There was no choice—we had to move. Although there is nothing more annoying than moving to new offices, we are growing. It took a while, but finally we found our new space and we had to do a little refurnishing before the actual move. The previous tenants of our new space, for some reason, decided they should take with them their entire data center infrastructure—they literally cut all the internal communication cables, in a brutal and strange manner, so they can take their racks with them…it is as if someone told the movers to ‘take the racks’!

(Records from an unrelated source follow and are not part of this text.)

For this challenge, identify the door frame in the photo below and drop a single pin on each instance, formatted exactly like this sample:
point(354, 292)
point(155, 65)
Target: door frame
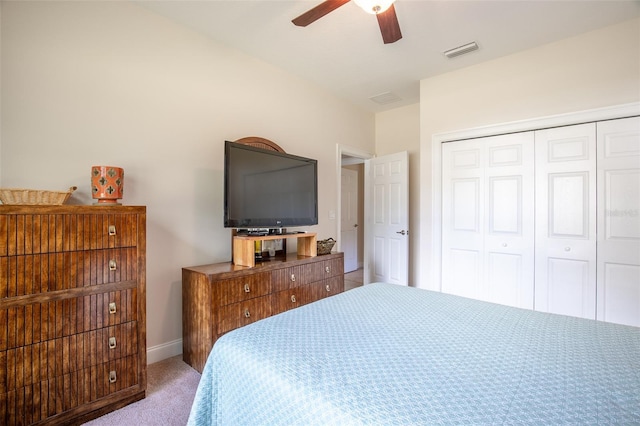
point(431, 271)
point(351, 227)
point(356, 156)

The first thing we wanted to make sure was that the new wiring to our communication racks was working. We took the wireline technician to the communication room where there was this cable hanging from the ceiling with a phone end-point, so we automatically assumed that it is one of the phone lines in the office. Next step was to find the hub that is wired to this phone line, so the technician can define the phone line as ours and enable it for internet. So we’re looking around in our offices, which was then filled with construction workers and paint brushes and we can’t find the hub. The technician remembered that he already did some wiring work in the building, and he thinks it’s in the other side of the building in one of the offices. We kept on looking in different places, with no success, and eventually decided we need to enter one of the abandoned offices. But the building maintenance guy left already. No keys. End of first session.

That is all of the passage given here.